Motifs are recurring structures, contrasts, or literary devices that can help to develop and inform the text’s major themes. 


Deer appear repeatedly in this novel, starting in the first chapter when they are referred to as idiotic because of how they run into traffic. In Chapter 2, Amanda sees a mother deer and two fawns and thinks that they mirror her, Archie, and Rose. However, the deer prove to be much smarter in this emergency than the humans are. They have enough sense to gather for a mass migration to safer ground, while the humans simply panic, waste their resources, and shelter in place. In Chapter 13, when Rose sees dozens of deer in the woods, the recurring motif becomes a chilling omen of impending disaster. Danny, G. H.’s know-it-all contractor, is the one to point out that the animals are migrating. Their instincts have been more useful in this situation than the electronic communication system humans created to displace their instincts.  

The Brick House 

The vacation house gives an illusion of safety because of its solid construction. The first time Amanda and Clay feel fear in this deceptively safe-looking house is when G. H. and Ruth knock on the door in Chapter 6. Amanda feels let down by this house constructed of “the very material the smartest little piggy chose because it would keep him safest.” In addition to offering an illusion of safety, the house is also the bone of contention between the two couples, who vie with each other over ownership rights. “We wanted to be in our house.

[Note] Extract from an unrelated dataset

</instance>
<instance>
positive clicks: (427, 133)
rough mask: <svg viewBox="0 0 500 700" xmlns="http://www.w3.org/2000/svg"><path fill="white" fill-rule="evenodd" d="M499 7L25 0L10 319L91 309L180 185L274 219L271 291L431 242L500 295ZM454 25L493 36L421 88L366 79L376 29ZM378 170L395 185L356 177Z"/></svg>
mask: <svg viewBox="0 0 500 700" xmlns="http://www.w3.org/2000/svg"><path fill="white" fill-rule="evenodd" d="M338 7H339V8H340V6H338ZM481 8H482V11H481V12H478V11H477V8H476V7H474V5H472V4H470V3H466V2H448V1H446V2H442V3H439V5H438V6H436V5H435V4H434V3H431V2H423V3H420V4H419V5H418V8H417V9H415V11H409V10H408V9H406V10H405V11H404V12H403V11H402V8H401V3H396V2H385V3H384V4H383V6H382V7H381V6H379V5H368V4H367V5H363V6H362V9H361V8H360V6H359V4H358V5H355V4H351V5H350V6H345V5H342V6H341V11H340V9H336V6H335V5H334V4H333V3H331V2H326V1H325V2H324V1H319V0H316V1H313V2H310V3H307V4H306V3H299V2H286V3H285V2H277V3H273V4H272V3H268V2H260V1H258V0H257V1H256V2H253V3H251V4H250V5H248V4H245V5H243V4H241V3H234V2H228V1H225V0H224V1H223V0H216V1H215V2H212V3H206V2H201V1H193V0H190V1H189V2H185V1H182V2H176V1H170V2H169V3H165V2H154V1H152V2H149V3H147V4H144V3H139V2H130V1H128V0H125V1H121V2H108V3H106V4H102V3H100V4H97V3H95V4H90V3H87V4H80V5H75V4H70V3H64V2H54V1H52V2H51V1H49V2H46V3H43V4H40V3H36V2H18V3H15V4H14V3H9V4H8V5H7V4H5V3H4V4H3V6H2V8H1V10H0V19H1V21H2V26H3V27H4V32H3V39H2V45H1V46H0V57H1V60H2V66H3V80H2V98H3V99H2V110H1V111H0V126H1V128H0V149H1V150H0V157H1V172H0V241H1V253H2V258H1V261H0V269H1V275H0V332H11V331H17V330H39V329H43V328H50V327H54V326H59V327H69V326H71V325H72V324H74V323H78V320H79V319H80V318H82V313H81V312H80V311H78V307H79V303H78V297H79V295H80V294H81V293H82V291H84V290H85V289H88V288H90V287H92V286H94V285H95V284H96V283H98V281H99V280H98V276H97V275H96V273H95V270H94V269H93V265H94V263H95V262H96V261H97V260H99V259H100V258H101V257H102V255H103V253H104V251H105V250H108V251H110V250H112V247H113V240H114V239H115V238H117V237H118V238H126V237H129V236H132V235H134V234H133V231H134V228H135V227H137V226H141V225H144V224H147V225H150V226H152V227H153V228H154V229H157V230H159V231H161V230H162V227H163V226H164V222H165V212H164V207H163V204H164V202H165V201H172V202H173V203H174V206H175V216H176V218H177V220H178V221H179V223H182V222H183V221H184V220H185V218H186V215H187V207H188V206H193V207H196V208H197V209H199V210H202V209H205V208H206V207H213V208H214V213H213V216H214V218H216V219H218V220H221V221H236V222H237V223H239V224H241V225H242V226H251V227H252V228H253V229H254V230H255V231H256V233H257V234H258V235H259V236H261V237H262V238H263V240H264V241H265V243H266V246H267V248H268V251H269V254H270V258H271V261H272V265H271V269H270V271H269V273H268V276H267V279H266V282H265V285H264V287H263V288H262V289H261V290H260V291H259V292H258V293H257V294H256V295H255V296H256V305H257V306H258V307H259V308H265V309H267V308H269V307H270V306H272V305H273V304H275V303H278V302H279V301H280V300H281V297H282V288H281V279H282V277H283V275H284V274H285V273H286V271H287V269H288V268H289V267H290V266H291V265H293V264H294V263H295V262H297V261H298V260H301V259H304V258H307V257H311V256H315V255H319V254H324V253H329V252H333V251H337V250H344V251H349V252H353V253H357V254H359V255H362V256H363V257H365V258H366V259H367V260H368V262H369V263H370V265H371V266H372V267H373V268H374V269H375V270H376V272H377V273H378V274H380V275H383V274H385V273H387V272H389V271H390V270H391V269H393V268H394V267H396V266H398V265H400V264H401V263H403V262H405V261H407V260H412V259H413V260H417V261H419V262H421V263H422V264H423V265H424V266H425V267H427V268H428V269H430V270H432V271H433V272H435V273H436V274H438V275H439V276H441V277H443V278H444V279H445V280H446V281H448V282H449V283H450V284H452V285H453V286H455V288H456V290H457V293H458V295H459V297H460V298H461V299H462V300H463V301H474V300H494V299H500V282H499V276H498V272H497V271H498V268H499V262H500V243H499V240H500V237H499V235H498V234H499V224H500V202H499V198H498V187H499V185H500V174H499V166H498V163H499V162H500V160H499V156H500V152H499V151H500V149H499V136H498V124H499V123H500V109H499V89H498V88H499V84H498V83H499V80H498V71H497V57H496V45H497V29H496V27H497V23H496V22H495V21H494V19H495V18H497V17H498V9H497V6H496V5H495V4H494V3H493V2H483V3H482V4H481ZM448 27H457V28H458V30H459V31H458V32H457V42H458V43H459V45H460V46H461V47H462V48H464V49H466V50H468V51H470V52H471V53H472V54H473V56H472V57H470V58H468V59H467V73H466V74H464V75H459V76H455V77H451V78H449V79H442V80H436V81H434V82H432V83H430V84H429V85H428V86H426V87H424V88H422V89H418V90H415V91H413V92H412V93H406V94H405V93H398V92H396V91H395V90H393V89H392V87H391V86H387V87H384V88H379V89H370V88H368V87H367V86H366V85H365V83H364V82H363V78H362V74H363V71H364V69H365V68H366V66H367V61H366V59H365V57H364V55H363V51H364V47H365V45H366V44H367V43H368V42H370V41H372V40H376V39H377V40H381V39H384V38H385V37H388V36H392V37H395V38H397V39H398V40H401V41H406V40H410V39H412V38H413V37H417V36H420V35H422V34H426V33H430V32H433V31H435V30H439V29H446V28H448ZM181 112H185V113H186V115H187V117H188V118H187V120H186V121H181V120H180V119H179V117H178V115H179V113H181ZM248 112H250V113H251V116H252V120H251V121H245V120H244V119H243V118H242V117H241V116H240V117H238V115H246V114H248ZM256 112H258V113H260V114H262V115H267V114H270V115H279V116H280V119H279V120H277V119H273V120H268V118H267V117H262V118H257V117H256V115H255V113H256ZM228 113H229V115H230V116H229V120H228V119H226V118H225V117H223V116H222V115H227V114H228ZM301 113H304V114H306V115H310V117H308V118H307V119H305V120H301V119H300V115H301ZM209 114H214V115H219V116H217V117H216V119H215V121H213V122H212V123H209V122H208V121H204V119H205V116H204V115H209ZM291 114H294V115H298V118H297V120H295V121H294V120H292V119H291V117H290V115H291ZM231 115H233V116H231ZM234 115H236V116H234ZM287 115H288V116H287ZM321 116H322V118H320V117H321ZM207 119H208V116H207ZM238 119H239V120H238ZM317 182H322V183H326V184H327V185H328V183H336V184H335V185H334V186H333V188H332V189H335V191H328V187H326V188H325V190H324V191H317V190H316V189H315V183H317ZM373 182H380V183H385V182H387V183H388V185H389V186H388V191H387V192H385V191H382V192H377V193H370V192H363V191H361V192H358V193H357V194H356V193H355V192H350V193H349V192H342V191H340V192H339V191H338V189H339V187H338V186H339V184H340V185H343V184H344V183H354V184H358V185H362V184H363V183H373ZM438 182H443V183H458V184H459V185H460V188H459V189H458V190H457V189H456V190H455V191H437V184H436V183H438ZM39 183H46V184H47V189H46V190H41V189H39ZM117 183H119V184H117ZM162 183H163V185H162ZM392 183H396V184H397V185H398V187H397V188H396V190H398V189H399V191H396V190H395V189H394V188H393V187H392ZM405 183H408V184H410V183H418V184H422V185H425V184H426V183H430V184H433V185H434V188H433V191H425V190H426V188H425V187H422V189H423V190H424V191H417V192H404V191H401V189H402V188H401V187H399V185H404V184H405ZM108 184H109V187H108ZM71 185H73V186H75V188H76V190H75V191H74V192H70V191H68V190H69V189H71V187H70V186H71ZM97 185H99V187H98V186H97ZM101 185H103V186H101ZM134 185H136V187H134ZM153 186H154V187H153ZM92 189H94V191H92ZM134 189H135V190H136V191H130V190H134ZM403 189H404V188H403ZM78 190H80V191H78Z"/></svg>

Safe,” says G. H. Little do they know that they cannot shut out the dangers of the world, no matter how solid the house is.  


Food is such an important motif in this novel that Chapter 3 is half-filled with a list of the groceries Amanda buys on her shopping spree. In the early chapters, food is associated with the indulgence of being on vacation. Later, because of their anxiety and stress, all the adults consume more food than usual, trying to distract themselves from their fears. Rose makes a cake on the day Archie falls ill, again providing distraction and a semblance of normalcy. The reckless emptying of the fridge by G. H. after they see the flamingos in the pool contrasts with the careful inspection of his stockpile of nonperishable foods. When Rose ransacks the house in the woods, she too takes stock of the food supply in its pantry.  The over-abundance of food throughout the novel, and the binge-eating indulged in specifically by Amanda, is an ironic reminder that food will soon become a scarce resource.